29. März 2007

Physiker leitet Wahlbehörde

Wladimir Tschurow soll die neuen Richtlinien im russischen Parteienrecht umsetzen.

Das Gesicht, das Russlands Demokratie in Zukunft vor den internationalen Fernsehkameras repräsentieren soll, war bisher unbekannt. Wladimir Tschurow wurde gestern zum neuen Leiter der Zentralen Wahlkommission Russlands gewählt. Der parteilose Physiker und Journalist kam 2003 über die Liste von Wladimir Schirinowskis Ultranationalisten in die Duma.

Der bisherige Vorsitzende der Wahlkommission, Alexander Weschnjakow, war von Staatspräsident Wladimir Putin ohne Angabe von Gründen nicht wieder auf die Kandidatenliste gesetzt worden.
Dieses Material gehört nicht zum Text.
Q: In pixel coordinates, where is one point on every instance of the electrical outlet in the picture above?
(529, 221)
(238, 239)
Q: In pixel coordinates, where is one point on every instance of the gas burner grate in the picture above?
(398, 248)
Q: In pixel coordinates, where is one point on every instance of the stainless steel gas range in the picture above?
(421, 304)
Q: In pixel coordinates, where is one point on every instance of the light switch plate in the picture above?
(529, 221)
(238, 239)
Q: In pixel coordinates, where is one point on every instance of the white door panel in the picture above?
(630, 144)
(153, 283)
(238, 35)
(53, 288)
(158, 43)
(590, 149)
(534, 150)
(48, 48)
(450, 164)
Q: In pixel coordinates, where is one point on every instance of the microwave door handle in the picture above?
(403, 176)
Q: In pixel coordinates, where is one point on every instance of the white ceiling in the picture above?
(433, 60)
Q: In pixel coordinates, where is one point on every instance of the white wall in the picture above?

Wie viele andere hohe Beamte ist auch Tschurow ein guter Bekannter des Kreml-Chefs. Fünf Jahre arbeitete Tschurow unter Putin im Amt für Außenbeziehungen beim Bürgermeister von St. Petersburg. Eine juristische Ausbildung besitzt Tschurow nicht. Bisher mussten die Mitarbeiter der Wahlkommission Juristen sein, doch die Duma hat darauf verzichtet.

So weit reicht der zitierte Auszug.